Amoeba is a holozoic and protozoan. The digestion is intracellular as it is a unicellular organism. The food taken remains in a food vacuole or gastric vacuole formed by the cell membrane and a bit of the cytoplasm. The vacuoles are transported deeper into the cells by cytoplasmic movements. Here they fuse with lysosomes that contain enzymes such as amylase and proteinase. Thus, amoeba can digest sugar, cellulose and protein. Fats, however, remain undigested.
Nutrition in Amoeba:-
Food - Amoeba is a holozoic and omnivorous animal. It feeds upon microscopic organisms like bacteria, Paramecium, Diatoms, Algae and dead organic matter.
Nutrition in Amoeba involves the following steps:
(i) Ingestion:- Amoeba has no mouth so ingestion may occur at any point of body surface but generally it occurs at the advancing end of the body.
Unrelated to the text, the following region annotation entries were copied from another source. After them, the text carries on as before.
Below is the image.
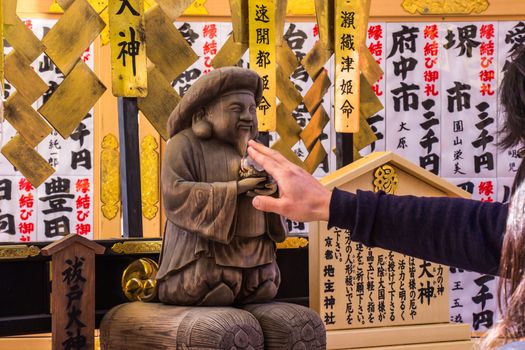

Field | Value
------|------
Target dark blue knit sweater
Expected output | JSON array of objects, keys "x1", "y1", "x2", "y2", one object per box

[{"x1": 328, "y1": 189, "x2": 508, "y2": 275}]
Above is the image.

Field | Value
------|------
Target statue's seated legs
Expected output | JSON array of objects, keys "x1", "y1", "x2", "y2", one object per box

[
  {"x1": 243, "y1": 302, "x2": 326, "y2": 350},
  {"x1": 158, "y1": 258, "x2": 281, "y2": 306},
  {"x1": 235, "y1": 261, "x2": 281, "y2": 304}
]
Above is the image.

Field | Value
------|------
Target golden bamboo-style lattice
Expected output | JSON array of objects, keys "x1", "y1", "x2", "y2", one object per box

[{"x1": 0, "y1": 0, "x2": 382, "y2": 189}]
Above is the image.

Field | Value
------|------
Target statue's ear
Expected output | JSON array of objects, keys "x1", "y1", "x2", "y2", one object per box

[{"x1": 191, "y1": 108, "x2": 212, "y2": 139}]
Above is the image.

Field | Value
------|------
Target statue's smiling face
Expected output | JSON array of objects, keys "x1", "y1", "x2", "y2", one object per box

[{"x1": 206, "y1": 90, "x2": 257, "y2": 155}]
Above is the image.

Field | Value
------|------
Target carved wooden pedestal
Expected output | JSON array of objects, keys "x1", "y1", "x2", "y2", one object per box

[{"x1": 100, "y1": 302, "x2": 326, "y2": 350}]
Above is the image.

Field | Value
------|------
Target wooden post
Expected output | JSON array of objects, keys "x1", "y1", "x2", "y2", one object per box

[
  {"x1": 42, "y1": 233, "x2": 105, "y2": 350},
  {"x1": 118, "y1": 97, "x2": 142, "y2": 237},
  {"x1": 336, "y1": 132, "x2": 354, "y2": 169}
]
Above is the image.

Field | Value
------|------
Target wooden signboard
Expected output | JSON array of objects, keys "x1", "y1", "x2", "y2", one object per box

[
  {"x1": 42, "y1": 233, "x2": 105, "y2": 350},
  {"x1": 309, "y1": 152, "x2": 469, "y2": 348}
]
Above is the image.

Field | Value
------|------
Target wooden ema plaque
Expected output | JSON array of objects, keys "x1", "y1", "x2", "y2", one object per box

[
  {"x1": 42, "y1": 233, "x2": 105, "y2": 350},
  {"x1": 309, "y1": 152, "x2": 470, "y2": 349}
]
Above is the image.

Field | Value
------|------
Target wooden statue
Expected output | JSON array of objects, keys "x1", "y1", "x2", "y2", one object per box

[
  {"x1": 157, "y1": 67, "x2": 286, "y2": 305},
  {"x1": 100, "y1": 67, "x2": 326, "y2": 350}
]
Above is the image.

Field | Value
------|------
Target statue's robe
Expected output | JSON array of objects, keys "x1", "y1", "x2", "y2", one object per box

[{"x1": 157, "y1": 129, "x2": 286, "y2": 303}]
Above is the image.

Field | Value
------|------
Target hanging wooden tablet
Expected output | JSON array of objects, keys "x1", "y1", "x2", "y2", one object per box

[
  {"x1": 248, "y1": 0, "x2": 277, "y2": 132},
  {"x1": 108, "y1": 0, "x2": 148, "y2": 97},
  {"x1": 334, "y1": 0, "x2": 366, "y2": 133}
]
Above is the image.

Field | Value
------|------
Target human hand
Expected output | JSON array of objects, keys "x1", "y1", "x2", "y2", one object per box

[
  {"x1": 237, "y1": 177, "x2": 266, "y2": 194},
  {"x1": 247, "y1": 177, "x2": 277, "y2": 197},
  {"x1": 248, "y1": 140, "x2": 332, "y2": 221}
]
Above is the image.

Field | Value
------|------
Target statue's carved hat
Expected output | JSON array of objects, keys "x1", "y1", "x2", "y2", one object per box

[{"x1": 168, "y1": 67, "x2": 263, "y2": 137}]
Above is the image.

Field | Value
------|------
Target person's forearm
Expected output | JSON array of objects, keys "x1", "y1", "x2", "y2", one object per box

[{"x1": 328, "y1": 189, "x2": 507, "y2": 274}]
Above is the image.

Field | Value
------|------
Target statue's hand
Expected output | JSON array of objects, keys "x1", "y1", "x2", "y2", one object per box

[
  {"x1": 237, "y1": 177, "x2": 267, "y2": 194},
  {"x1": 247, "y1": 177, "x2": 277, "y2": 197}
]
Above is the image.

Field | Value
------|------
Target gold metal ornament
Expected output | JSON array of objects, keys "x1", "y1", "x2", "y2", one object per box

[
  {"x1": 38, "y1": 61, "x2": 106, "y2": 139},
  {"x1": 373, "y1": 164, "x2": 398, "y2": 194},
  {"x1": 4, "y1": 16, "x2": 45, "y2": 62},
  {"x1": 4, "y1": 50, "x2": 48, "y2": 104},
  {"x1": 140, "y1": 135, "x2": 160, "y2": 220},
  {"x1": 100, "y1": 134, "x2": 120, "y2": 220},
  {"x1": 111, "y1": 241, "x2": 162, "y2": 254},
  {"x1": 0, "y1": 244, "x2": 40, "y2": 260},
  {"x1": 137, "y1": 65, "x2": 180, "y2": 141},
  {"x1": 401, "y1": 0, "x2": 489, "y2": 15},
  {"x1": 2, "y1": 134, "x2": 55, "y2": 188},
  {"x1": 121, "y1": 258, "x2": 159, "y2": 301},
  {"x1": 4, "y1": 90, "x2": 52, "y2": 147},
  {"x1": 145, "y1": 6, "x2": 199, "y2": 82},
  {"x1": 42, "y1": 0, "x2": 106, "y2": 74}
]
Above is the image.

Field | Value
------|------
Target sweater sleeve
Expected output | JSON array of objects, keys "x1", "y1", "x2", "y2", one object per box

Ingestion occurs with the help of pseudopodia. The opening of food cup gradually becomes narrower and narrower, and finally closes. So the food is finally enveloped and taken inside a food-vacuole (called phagosome) along with a drop of water.
(ii) Digestion:- Amoeba shows intracellular and vacuolar digestion. In the cytoplasm, food vacuole fuses with lysosomes containing digestive enzymes. In this, the complex and non-diffusible nutrients are changed into simple and diffusible nutrients. Medium inside the food vacuole is first acidic but later becomes alkaline, (as in the alimentary canal of man).
(iii) Absorption:_ In absorption, the diffusible nutrients pass through the vacuolar membrane into the cytoplasm by diffusion and are then distributed to all the body parts by streaming movements of cytoplasm called cyclosis. Due to this, the size of food vacuole gradually decreases.
(iv)Assimilation: In the cytoplasm, a part of the absorbed food is oxidised to produce energy, most of the simple nutrients are combined to synthesise complex compounds. Thus, the absorbed food materials are utilised to get energy through respiration and make the different parts of Amoeba cell and it leads to the growth of Amoeba.
(v) Egestion: Egestion may occur at any point on the body surface.